Ex Parte: Official Weblog of Harvard Federalist Society
"If you don't look for something, you won't find it."


The title of this post is the conclusion that David Gerstman reaches after reading the conclusions of the EU's self-investigation of whether "European Union aid was diverted to fund Palestinian suicide bombers." I'm equally skeptical, noting that the Jerusalem Post also reports that the statement says:
"Some of the practices of the past, such as the payment of salaries to convicted persons or the financial aid given to the families of "martyrs" as well as the Fatah contributions by PA staff, are liable to be misunderstood and so to lead to allegations that the PA is supporting terrorism," it said.

"These issues should be raised with the PA."
The Israeli Foreign Ministry went even further, criticizing the report as a whitewash: "[t]here is specific, detailed, incontrovertible evidence that shows the contrary is the case." The belief that a commission like OLAF or the UN's (Volcker-led) internal Oil-for-Food investigation can release a public report condemning its own sponsor has never made much sense to me.
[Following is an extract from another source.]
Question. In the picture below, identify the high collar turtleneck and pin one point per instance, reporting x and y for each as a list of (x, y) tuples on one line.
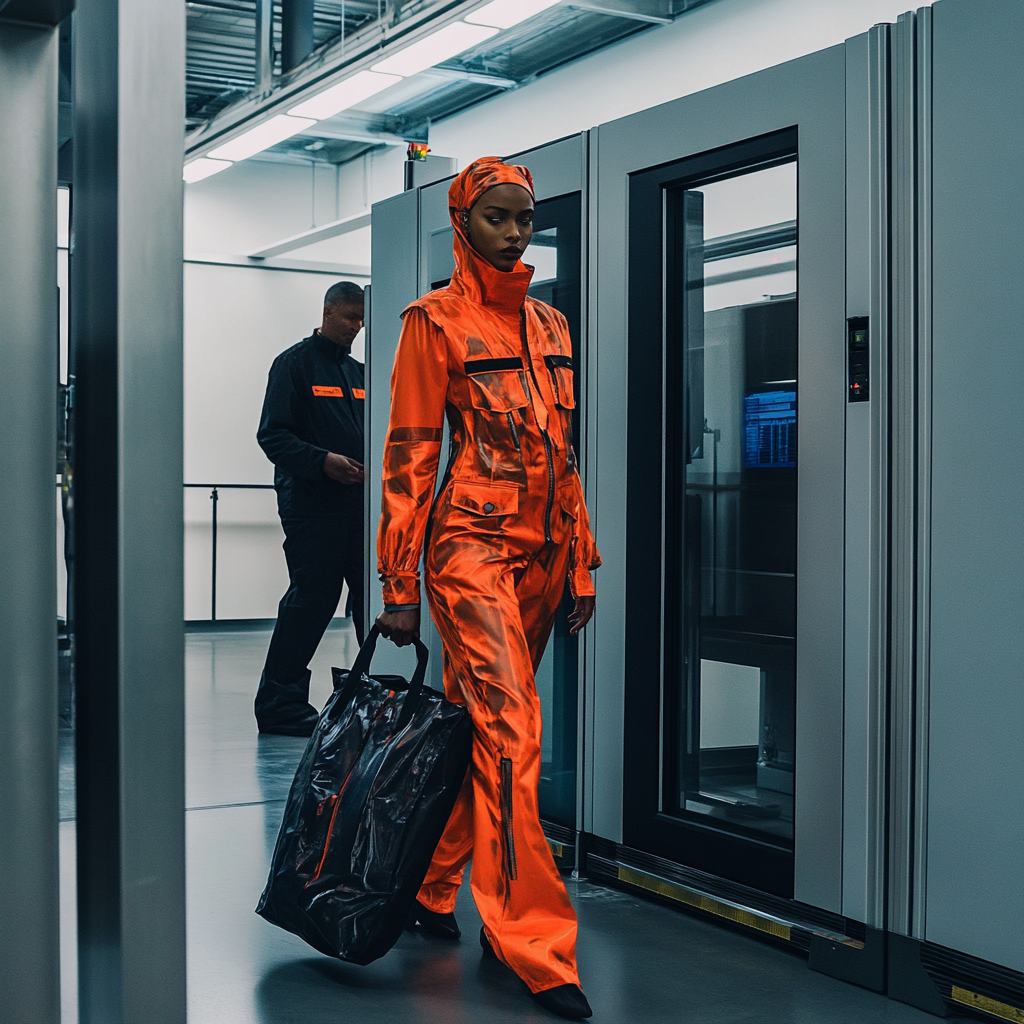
[(474, 276), (478, 281)]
It's one thing when the investigation is forward-looking, examining ongoing activity. But when it's a historical account and all the harms are in the past (conveniently, the PA has a new prime minister who everyone is crediting, right now at least, with cracking down on the PA's support for terror), it's all-too-easy for everyone to believe the only harm that can be done is to the organization's future interests.

That's the charitable view, of course. The other way to look at it is to believe that many in the EU believe that Palestinian terrorism is justified and intend to support it in the future. And that skepticism drives the organizational harms that whitewashing commissions always fail to recognize.